In the 2014 general election, he defeated former Assemblywoman Bonnie Garcia, another Republican. Stone is Jewish. He was a member of the California Legislative Jewish Caucus, until he resigned the caucus in August 2017, the same day the Jewish Caucus released a statement condemning President Trump's response to the white supremacist Unite the Right rally in Charlottesville. In his resignation statement, he said that the caucus was preoccupied with criticizing President Donald Trump. He was the only Republican on the caucus at the time of his resignation (Note: Prior to 2017, Eric Linder was a fellow Republican member of the caucus.)

In 2016, Stone was the Republican nominee for California's 36th congressional district, but he lost the general election to Raul Ruiz by a wide margin.
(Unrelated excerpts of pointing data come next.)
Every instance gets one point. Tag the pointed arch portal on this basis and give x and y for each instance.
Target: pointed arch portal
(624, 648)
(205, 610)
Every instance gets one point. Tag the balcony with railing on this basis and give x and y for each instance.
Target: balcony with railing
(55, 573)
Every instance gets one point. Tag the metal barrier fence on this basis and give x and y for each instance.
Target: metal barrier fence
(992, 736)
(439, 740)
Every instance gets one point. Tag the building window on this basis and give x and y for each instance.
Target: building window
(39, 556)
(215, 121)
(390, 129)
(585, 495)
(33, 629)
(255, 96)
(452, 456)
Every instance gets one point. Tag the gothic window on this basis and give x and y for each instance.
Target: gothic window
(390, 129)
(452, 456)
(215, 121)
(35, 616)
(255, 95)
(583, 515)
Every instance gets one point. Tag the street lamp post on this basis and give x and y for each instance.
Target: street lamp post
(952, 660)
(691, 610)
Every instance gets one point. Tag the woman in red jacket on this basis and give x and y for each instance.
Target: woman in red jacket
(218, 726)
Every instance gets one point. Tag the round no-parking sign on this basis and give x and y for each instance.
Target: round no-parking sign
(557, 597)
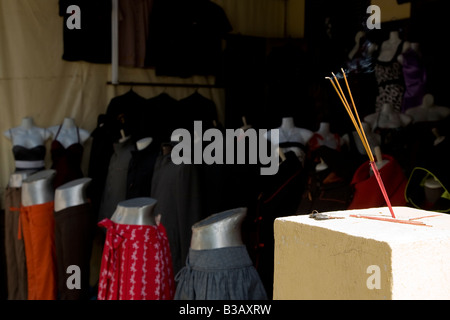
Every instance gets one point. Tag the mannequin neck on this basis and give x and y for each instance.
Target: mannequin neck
(324, 129)
(68, 123)
(71, 194)
(143, 143)
(27, 123)
(219, 230)
(428, 101)
(287, 123)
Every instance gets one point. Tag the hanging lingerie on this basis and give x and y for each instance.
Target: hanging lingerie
(391, 87)
(66, 161)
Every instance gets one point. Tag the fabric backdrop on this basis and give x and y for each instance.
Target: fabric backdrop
(35, 81)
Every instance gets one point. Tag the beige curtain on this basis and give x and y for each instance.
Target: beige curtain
(35, 82)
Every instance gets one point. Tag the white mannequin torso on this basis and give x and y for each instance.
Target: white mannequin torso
(219, 230)
(427, 111)
(27, 134)
(388, 118)
(16, 179)
(67, 133)
(288, 132)
(330, 139)
(143, 143)
(389, 47)
(38, 188)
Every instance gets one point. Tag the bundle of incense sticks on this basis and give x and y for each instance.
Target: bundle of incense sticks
(353, 113)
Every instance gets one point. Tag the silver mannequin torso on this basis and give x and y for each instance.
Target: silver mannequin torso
(71, 194)
(219, 230)
(16, 179)
(137, 211)
(38, 188)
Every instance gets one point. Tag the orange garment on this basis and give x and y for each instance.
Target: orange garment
(38, 228)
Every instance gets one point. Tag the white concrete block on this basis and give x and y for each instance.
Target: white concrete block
(357, 258)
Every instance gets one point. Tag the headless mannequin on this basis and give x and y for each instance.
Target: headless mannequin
(27, 134)
(390, 47)
(370, 48)
(245, 125)
(330, 139)
(388, 118)
(433, 190)
(438, 136)
(68, 134)
(288, 132)
(137, 211)
(71, 194)
(355, 49)
(143, 143)
(219, 230)
(38, 188)
(427, 111)
(380, 162)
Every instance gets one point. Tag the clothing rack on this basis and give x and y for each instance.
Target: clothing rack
(161, 84)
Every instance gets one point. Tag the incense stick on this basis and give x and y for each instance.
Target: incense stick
(354, 116)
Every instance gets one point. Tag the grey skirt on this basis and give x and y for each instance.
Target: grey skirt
(219, 274)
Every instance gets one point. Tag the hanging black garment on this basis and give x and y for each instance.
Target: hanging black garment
(101, 152)
(177, 189)
(66, 161)
(280, 196)
(124, 111)
(329, 189)
(158, 117)
(92, 42)
(196, 107)
(140, 171)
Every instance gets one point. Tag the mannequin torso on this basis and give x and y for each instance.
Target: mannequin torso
(289, 135)
(71, 194)
(326, 137)
(28, 145)
(390, 47)
(68, 133)
(219, 230)
(27, 134)
(388, 118)
(137, 211)
(38, 188)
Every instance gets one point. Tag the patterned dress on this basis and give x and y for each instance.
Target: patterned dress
(391, 84)
(136, 263)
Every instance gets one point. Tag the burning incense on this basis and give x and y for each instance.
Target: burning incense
(360, 130)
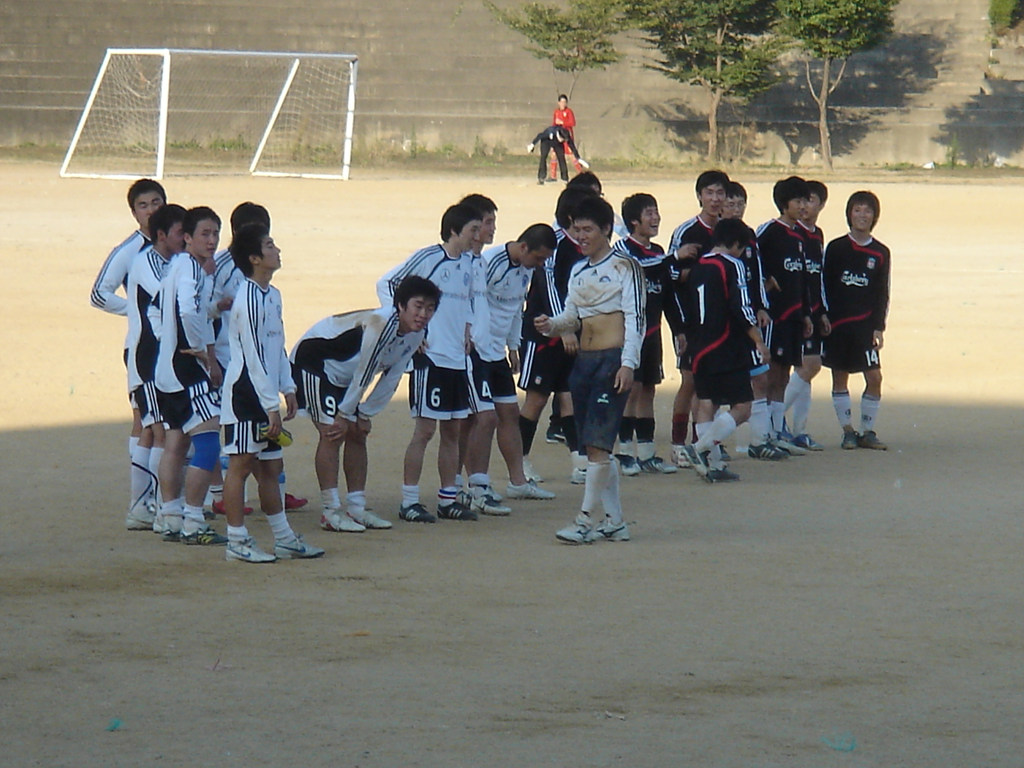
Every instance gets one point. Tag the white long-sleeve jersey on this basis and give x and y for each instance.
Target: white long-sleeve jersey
(258, 372)
(227, 279)
(615, 284)
(446, 345)
(504, 286)
(350, 349)
(185, 324)
(114, 274)
(144, 279)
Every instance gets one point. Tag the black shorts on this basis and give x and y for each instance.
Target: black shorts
(436, 392)
(598, 408)
(784, 340)
(144, 398)
(316, 395)
(491, 382)
(851, 347)
(729, 388)
(651, 370)
(545, 367)
(812, 345)
(187, 409)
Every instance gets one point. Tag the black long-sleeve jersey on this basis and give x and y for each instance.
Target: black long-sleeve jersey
(719, 339)
(656, 267)
(855, 283)
(549, 287)
(814, 246)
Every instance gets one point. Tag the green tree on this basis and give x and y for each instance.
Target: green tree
(573, 39)
(725, 46)
(833, 31)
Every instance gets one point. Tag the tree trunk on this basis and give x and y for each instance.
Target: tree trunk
(822, 99)
(715, 101)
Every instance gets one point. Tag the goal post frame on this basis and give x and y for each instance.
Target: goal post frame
(345, 129)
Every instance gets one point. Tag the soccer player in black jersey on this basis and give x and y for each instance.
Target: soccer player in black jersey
(722, 341)
(642, 218)
(855, 292)
(690, 241)
(781, 246)
(798, 391)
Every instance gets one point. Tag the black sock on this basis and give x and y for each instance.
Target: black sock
(645, 430)
(626, 429)
(568, 429)
(527, 429)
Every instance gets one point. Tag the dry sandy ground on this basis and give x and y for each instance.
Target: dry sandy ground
(845, 609)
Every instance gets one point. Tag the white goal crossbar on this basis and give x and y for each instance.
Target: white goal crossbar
(159, 111)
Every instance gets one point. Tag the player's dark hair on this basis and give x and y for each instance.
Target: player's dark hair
(634, 206)
(142, 186)
(197, 214)
(588, 179)
(597, 210)
(248, 241)
(481, 203)
(164, 219)
(568, 200)
(863, 198)
(710, 178)
(792, 187)
(249, 213)
(735, 189)
(456, 218)
(539, 236)
(817, 187)
(728, 232)
(413, 286)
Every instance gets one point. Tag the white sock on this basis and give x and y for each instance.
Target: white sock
(193, 520)
(141, 481)
(844, 409)
(868, 412)
(759, 422)
(609, 495)
(330, 499)
(410, 495)
(156, 454)
(802, 409)
(597, 478)
(777, 411)
(356, 502)
(280, 526)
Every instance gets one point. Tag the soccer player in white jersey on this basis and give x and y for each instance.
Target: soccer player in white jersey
(144, 278)
(187, 377)
(333, 366)
(144, 197)
(226, 281)
(605, 302)
(258, 374)
(439, 387)
(497, 332)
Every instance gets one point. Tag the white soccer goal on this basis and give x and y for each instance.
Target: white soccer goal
(155, 112)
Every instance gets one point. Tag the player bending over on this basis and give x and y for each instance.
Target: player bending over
(333, 365)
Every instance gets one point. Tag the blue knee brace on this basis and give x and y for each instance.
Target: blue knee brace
(207, 451)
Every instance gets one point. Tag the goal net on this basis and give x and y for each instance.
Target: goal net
(159, 112)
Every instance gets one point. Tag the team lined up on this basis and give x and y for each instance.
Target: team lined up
(570, 312)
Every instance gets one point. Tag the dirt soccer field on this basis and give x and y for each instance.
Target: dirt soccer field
(847, 608)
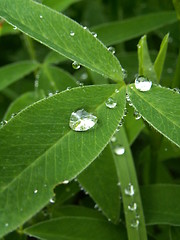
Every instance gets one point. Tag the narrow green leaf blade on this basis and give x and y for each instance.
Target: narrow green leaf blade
(61, 34)
(103, 184)
(146, 67)
(44, 151)
(77, 228)
(14, 72)
(161, 204)
(160, 59)
(159, 107)
(117, 32)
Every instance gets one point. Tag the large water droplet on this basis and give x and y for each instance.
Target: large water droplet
(129, 190)
(143, 84)
(112, 50)
(76, 65)
(132, 206)
(137, 115)
(72, 33)
(111, 103)
(119, 150)
(135, 223)
(82, 121)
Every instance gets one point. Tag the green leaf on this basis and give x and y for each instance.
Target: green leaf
(161, 204)
(59, 5)
(177, 7)
(77, 228)
(55, 29)
(47, 152)
(103, 184)
(133, 210)
(52, 79)
(160, 59)
(146, 67)
(14, 72)
(21, 102)
(159, 108)
(120, 31)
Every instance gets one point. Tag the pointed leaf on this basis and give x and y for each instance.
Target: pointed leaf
(160, 59)
(77, 228)
(120, 31)
(159, 107)
(146, 67)
(103, 184)
(44, 151)
(61, 34)
(14, 72)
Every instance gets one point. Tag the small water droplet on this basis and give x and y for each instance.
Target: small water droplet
(135, 223)
(65, 182)
(119, 150)
(137, 115)
(129, 190)
(143, 84)
(72, 33)
(82, 120)
(52, 200)
(132, 206)
(112, 50)
(94, 34)
(111, 103)
(35, 191)
(76, 65)
(113, 139)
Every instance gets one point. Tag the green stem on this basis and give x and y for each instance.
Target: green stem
(133, 209)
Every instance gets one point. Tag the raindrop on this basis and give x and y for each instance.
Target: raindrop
(129, 190)
(113, 139)
(119, 150)
(72, 33)
(94, 34)
(65, 182)
(111, 103)
(132, 207)
(35, 191)
(135, 223)
(112, 50)
(143, 84)
(82, 121)
(76, 65)
(137, 115)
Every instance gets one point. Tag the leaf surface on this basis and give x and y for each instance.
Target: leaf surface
(159, 107)
(45, 151)
(61, 34)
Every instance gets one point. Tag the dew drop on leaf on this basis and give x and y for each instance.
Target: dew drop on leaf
(112, 50)
(76, 65)
(111, 103)
(119, 150)
(81, 121)
(129, 191)
(137, 115)
(132, 206)
(143, 84)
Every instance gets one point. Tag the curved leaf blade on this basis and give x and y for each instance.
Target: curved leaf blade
(44, 151)
(77, 228)
(117, 32)
(159, 107)
(54, 30)
(15, 71)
He was narrowly re-elected to the Senate in 2018. He resigned on November 1, 2019, after accepting an appointment with the U.S. Department of Labor to become its Western Regional Director. After a special election held on May 13, 2020, Stone was succeeded in the State Senate by Republican Assemblywoman, Melissa Melendez. Stone's time at the Department of Labor ended on January 20, 2021.

Stone had previously purchased a home in Henderson, Nevada. In 2022, he announced his candidacy for Nevada's 20th state Senate district. Following his successful election, Stone became a Nevada senator in November 2022 for a district encompassing the southeastern corner of the state.